お前、俺のこと嫌い?









「……んー。そうだな」






すっと目を細めた彼は。






「……俺にも、わかんない」




少しだけ、寂しそうに見えた。




「…………………」




思わず何かを言いかけたとき。















「初ー!!!」






亜美の声が聞こえて、反射的に黒州くんを押し返した。






すると、彼はすんなりと離してくれた。








ちらりと横目で見た彼の顔は、さっきの寂し気なものではなく、いつもの余裕を滲ませたものだった。

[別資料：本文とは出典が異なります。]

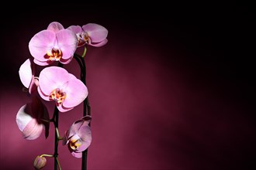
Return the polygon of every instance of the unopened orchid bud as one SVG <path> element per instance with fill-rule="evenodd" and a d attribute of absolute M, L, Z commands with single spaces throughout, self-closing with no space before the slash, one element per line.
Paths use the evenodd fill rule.
<path fill-rule="evenodd" d="M 47 165 L 47 158 L 44 156 L 36 156 L 33 166 L 36 169 L 41 169 Z"/>

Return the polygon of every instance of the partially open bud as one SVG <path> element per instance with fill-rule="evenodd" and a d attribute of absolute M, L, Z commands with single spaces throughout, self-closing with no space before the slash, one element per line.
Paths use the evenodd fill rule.
<path fill-rule="evenodd" d="M 33 165 L 36 169 L 41 169 L 47 165 L 47 158 L 44 156 L 36 156 Z"/>

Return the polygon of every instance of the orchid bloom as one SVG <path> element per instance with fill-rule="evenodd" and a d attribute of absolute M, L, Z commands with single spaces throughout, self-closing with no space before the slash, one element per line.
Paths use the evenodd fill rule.
<path fill-rule="evenodd" d="M 75 158 L 80 158 L 82 151 L 92 143 L 92 131 L 89 127 L 90 116 L 85 116 L 74 122 L 67 131 L 65 131 L 63 144 L 67 144 L 68 149 Z"/>
<path fill-rule="evenodd" d="M 34 140 L 40 136 L 43 129 L 45 137 L 49 134 L 49 114 L 45 105 L 40 98 L 33 96 L 32 102 L 22 106 L 16 115 L 16 123 L 23 137 L 27 140 Z"/>
<path fill-rule="evenodd" d="M 102 46 L 107 42 L 108 30 L 98 24 L 88 23 L 83 26 L 71 26 L 67 29 L 74 32 L 78 37 L 78 47 L 85 44 L 92 46 Z"/>
<path fill-rule="evenodd" d="M 37 91 L 45 100 L 54 100 L 61 112 L 73 109 L 88 96 L 83 82 L 59 66 L 46 67 L 40 72 Z"/>
<path fill-rule="evenodd" d="M 77 49 L 78 39 L 71 30 L 57 22 L 51 22 L 47 29 L 36 33 L 29 41 L 29 49 L 34 63 L 47 66 L 54 61 L 70 63 Z"/>
<path fill-rule="evenodd" d="M 20 80 L 24 87 L 29 89 L 30 94 L 36 90 L 38 86 L 38 80 L 35 78 L 34 72 L 34 64 L 31 62 L 31 59 L 27 59 L 19 70 Z"/>

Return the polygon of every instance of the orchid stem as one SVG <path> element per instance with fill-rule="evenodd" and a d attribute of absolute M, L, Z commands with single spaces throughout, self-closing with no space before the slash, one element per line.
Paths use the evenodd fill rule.
<path fill-rule="evenodd" d="M 40 155 L 40 158 L 42 158 L 42 157 L 54 157 L 54 155 L 48 155 L 48 154 L 43 154 L 43 155 Z"/>
<path fill-rule="evenodd" d="M 57 109 L 57 106 L 55 106 L 54 108 L 54 126 L 55 126 L 55 141 L 54 141 L 54 170 L 57 170 L 57 167 L 60 168 L 60 163 L 59 161 L 57 160 L 57 147 L 58 147 L 58 143 L 59 143 L 59 131 L 57 130 L 58 125 L 59 125 L 59 110 Z"/>

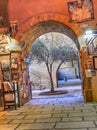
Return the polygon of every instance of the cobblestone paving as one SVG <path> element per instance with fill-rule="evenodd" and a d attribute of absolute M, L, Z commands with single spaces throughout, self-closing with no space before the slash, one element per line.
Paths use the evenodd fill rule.
<path fill-rule="evenodd" d="M 0 130 L 97 130 L 97 104 L 67 100 L 33 99 L 17 110 L 2 111 Z"/>

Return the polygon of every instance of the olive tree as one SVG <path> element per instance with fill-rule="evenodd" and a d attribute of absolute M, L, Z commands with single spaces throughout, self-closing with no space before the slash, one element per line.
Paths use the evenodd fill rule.
<path fill-rule="evenodd" d="M 52 76 L 52 67 L 54 62 L 60 61 L 58 68 L 56 68 L 56 81 L 58 86 L 58 70 L 60 66 L 66 62 L 77 58 L 77 53 L 73 47 L 64 45 L 63 47 L 51 46 L 47 47 L 45 43 L 39 39 L 34 42 L 30 50 L 30 61 L 39 64 L 45 63 L 50 78 L 51 92 L 54 92 L 54 83 Z"/>

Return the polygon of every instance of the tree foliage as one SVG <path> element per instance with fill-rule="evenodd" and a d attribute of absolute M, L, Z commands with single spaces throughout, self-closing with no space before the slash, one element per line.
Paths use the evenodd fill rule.
<path fill-rule="evenodd" d="M 54 39 L 53 39 L 54 40 Z M 58 70 L 64 62 L 78 60 L 77 49 L 73 46 L 64 44 L 57 45 L 49 43 L 51 42 L 46 37 L 46 42 L 43 39 L 37 39 L 30 50 L 30 61 L 38 64 L 45 63 L 51 82 L 51 92 L 54 92 L 53 77 L 52 77 L 52 66 L 54 62 L 60 61 L 56 68 L 56 81 L 58 86 Z M 56 41 L 55 41 L 56 42 Z"/>

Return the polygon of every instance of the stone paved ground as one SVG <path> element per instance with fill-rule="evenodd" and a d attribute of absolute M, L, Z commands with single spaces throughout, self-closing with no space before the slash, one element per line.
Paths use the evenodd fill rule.
<path fill-rule="evenodd" d="M 97 130 L 97 104 L 85 104 L 79 95 L 33 99 L 1 111 L 0 130 Z"/>

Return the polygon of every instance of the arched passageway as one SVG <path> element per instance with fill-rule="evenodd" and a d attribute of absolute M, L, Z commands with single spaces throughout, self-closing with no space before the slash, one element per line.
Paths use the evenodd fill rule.
<path fill-rule="evenodd" d="M 30 21 L 31 22 L 31 21 Z M 29 23 L 29 22 L 28 22 Z M 66 23 L 67 24 L 67 23 Z M 67 26 L 66 24 L 64 24 L 63 22 L 59 22 L 56 20 L 44 20 L 42 22 L 38 21 L 38 23 L 36 22 L 36 24 L 30 24 L 29 28 L 27 28 L 27 31 L 24 31 L 24 35 L 20 38 L 21 43 L 25 43 L 25 45 L 27 46 L 28 51 L 30 50 L 31 45 L 33 44 L 33 42 L 35 41 L 36 38 L 38 38 L 39 36 L 48 33 L 48 32 L 59 32 L 62 34 L 67 35 L 69 38 L 72 39 L 72 41 L 76 44 L 78 50 L 80 50 L 80 44 L 78 41 L 78 37 L 77 35 L 79 33 L 74 32 L 74 26 Z M 76 27 L 76 26 L 75 26 Z M 22 33 L 21 33 L 22 35 Z M 18 39 L 19 33 L 17 34 L 16 38 Z M 79 59 L 80 61 L 80 59 Z M 80 67 L 79 67 L 80 69 Z"/>

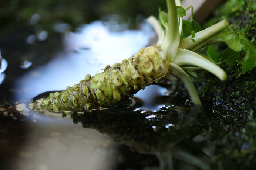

「あのね、今日帰りにみんなで遊ばないかーって葉山くんが!初今日大丈夫?」





私の前に駆け寄ってきた亜美が楽しそうに笑う。





「……あ、うん…私は大丈夫…」





しどろもどろに返すけれど、亜美は気にしていないように頷いた。




「よかった!黒州くんは?」





「んー………大丈夫じゃない?」





「?……ま、いいや。じゃあ葉山くんに伝えてくるね!」





黒州くんのハッキリしない返答に不思議そうにしながらも、亜美は元来た道を戻っていった。








「…………意気地無し」




「へ?」





唐突に聞こえた黒州くんの声に振り返ると、彼は呆れたような顔をしていた。






「誠治…あいつ、ほんとは2人で行きたかったんだよ。放課後デートっての?」





ポケットに手を突っ込み、黒州くんは亜美とは逆方向に歩き出す。




「けど、まだ誘いづらかったんだろうな。だから四人ならーっておもったんじゃないの」






「………デート……」




「………………ま、俺も人の事言えない、か」




「?」




黒州くんは少し行ったところで、私が着いてきていないのに気が付き戻ってきた。





そしてまた手を握って歩き出した。





「………………あの、なんの話…てか、手…」




手は先ほどの恋人繋ではなく、親が小さい子供の手を引く時のような握り方で。







……………ガキってこと?





子供扱いされているようで。




さっきまでの彼と違っていて戸惑ってしまう。






「そのうち話すよ。たぶん」





……………たぶん、って。






それ話してくれないやつじゃないの。






…………ていうか、手。





………もう、わけわかんない。








黒州くんという人間は、私には理解できないみたいだ。